April 9th, 2008 8:32 PM by Uletas Greene Carter
U.S. Senate leaders recently crafted a compromise bill to offer billions in refinancing and other help to homeowners and communities hit by the crisis in the housing market, according to Kevin Drawbaugh and Patrick Rucker of Reuters.
The bipartisan Senate Bill still faces days of debate. As drafted now, the Senate bill would give the Federal Housing Administration (FHA) a bigger role in the mortgage market and offer tax measures to stimulate housing.
The Senate bill attempts to ease the impact on communities of foreclosed homes by offering a $7,000 tax credit spread over two years to buyers of homes in or near foreclosure.

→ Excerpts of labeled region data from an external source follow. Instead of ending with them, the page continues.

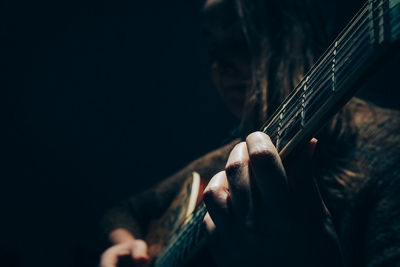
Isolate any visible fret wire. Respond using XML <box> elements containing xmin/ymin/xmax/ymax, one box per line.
<box><xmin>263</xmin><ymin>4</ymin><xmax>366</xmax><ymax>137</ymax></box>
<box><xmin>156</xmin><ymin>1</ymin><xmax>399</xmax><ymax>262</ymax></box>
<box><xmin>268</xmin><ymin>28</ymin><xmax>372</xmax><ymax>149</ymax></box>
<box><xmin>266</xmin><ymin>5</ymin><xmax>376</xmax><ymax>144</ymax></box>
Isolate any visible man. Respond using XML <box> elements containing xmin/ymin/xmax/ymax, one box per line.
<box><xmin>101</xmin><ymin>0</ymin><xmax>400</xmax><ymax>266</ymax></box>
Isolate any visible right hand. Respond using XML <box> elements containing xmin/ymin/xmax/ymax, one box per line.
<box><xmin>100</xmin><ymin>239</ymin><xmax>150</xmax><ymax>267</ymax></box>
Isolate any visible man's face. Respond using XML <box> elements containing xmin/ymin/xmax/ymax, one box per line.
<box><xmin>204</xmin><ymin>0</ymin><xmax>250</xmax><ymax>118</ymax></box>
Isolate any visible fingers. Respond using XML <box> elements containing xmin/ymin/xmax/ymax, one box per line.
<box><xmin>246</xmin><ymin>132</ymin><xmax>288</xmax><ymax>209</ymax></box>
<box><xmin>225</xmin><ymin>142</ymin><xmax>250</xmax><ymax>219</ymax></box>
<box><xmin>131</xmin><ymin>240</ymin><xmax>149</xmax><ymax>264</ymax></box>
<box><xmin>100</xmin><ymin>240</ymin><xmax>149</xmax><ymax>267</ymax></box>
<box><xmin>203</xmin><ymin>171</ymin><xmax>231</xmax><ymax>226</ymax></box>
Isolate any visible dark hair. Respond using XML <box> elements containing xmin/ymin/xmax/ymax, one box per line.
<box><xmin>234</xmin><ymin>0</ymin><xmax>368</xmax><ymax>205</ymax></box>
<box><xmin>233</xmin><ymin>0</ymin><xmax>361</xmax><ymax>133</ymax></box>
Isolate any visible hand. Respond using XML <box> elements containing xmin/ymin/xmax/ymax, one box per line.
<box><xmin>100</xmin><ymin>239</ymin><xmax>149</xmax><ymax>267</ymax></box>
<box><xmin>204</xmin><ymin>132</ymin><xmax>342</xmax><ymax>266</ymax></box>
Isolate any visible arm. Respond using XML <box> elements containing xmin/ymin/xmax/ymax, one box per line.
<box><xmin>101</xmin><ymin>140</ymin><xmax>239</xmax><ymax>266</ymax></box>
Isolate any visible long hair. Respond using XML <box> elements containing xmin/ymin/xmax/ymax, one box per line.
<box><xmin>234</xmin><ymin>0</ymin><xmax>361</xmax><ymax>134</ymax></box>
<box><xmin>234</xmin><ymin>0</ymin><xmax>368</xmax><ymax>209</ymax></box>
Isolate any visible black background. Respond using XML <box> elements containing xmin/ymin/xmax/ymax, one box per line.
<box><xmin>0</xmin><ymin>0</ymin><xmax>237</xmax><ymax>266</ymax></box>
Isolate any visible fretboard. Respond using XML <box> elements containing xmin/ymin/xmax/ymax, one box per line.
<box><xmin>154</xmin><ymin>0</ymin><xmax>400</xmax><ymax>267</ymax></box>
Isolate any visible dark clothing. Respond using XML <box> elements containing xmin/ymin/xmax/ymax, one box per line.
<box><xmin>103</xmin><ymin>99</ymin><xmax>400</xmax><ymax>266</ymax></box>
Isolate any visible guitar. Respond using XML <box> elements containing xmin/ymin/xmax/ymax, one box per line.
<box><xmin>142</xmin><ymin>0</ymin><xmax>400</xmax><ymax>267</ymax></box>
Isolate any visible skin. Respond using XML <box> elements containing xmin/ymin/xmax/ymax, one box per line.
<box><xmin>100</xmin><ymin>0</ymin><xmax>341</xmax><ymax>267</ymax></box>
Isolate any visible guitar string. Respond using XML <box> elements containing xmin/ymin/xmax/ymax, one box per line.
<box><xmin>264</xmin><ymin>0</ymin><xmax>386</xmax><ymax>138</ymax></box>
<box><xmin>262</xmin><ymin>1</ymin><xmax>394</xmax><ymax>144</ymax></box>
<box><xmin>158</xmin><ymin>2</ymin><xmax>398</xmax><ymax>266</ymax></box>
<box><xmin>154</xmin><ymin>0</ymin><xmax>398</xmax><ymax>266</ymax></box>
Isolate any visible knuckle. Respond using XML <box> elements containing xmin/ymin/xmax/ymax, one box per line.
<box><xmin>249</xmin><ymin>148</ymin><xmax>277</xmax><ymax>162</ymax></box>
<box><xmin>246</xmin><ymin>132</ymin><xmax>271</xmax><ymax>143</ymax></box>
<box><xmin>203</xmin><ymin>184</ymin><xmax>222</xmax><ymax>201</ymax></box>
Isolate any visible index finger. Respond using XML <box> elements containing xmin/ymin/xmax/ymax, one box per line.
<box><xmin>246</xmin><ymin>132</ymin><xmax>289</xmax><ymax>210</ymax></box>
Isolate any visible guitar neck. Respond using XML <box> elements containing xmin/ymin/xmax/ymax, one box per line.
<box><xmin>154</xmin><ymin>0</ymin><xmax>400</xmax><ymax>267</ymax></box>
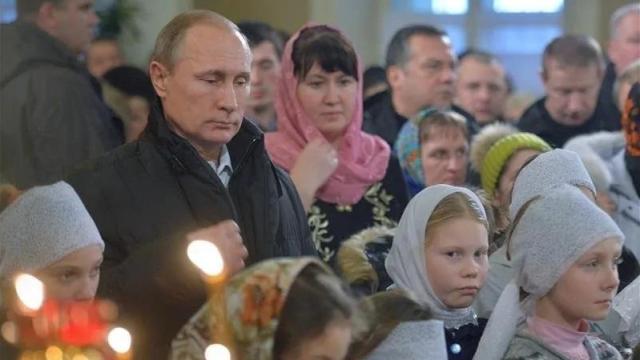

To help people get out from under bad subprime loans, the bill calls for issuance of $10 billion more in tax-free revenue bonds to help troubled borrowers refinance their mortgages.
For 2008 and 2009, the net operating loss carry-back tax rule would extend to four years from the present two years.
Another piece of the bill would give all U.S. homeowners who pay property taxes a standard deduction of $500 for single filers and $1,000 for joint filers. At present, only taxpayers who itemize may deduct state and local property taxes.
The bill seeks to expand the role of the FHA, a government agency that insures mortgages, by raising the limit on the size of mortgages it can back.
The FHA loan limit would rise to 110 percent of an area’s median home price, with a cap of $550,000 and 3-1/2 percent down payment required from the borrower, under the bill.
An economic stimulus package earlier this year temporarily raised the FHA loan limit to $729,500 from about $417,000 for the rest of 2008. The Senate limit would be permanent.
In another provision of the Senate bill, $4 billion in federal grant money would go to communities to buy and fix up or redevelop homes that have been foreclosed upon and are sitting vacant, dragging down home values in a neighborhood.
To help families avoid foreclosure, the bill would devote $100 million in federal money to debt counseling; require lenders to give special treatment on mortgage matters to military veterans returning from service, and require more timely and more clearly worded mortgage paperwork.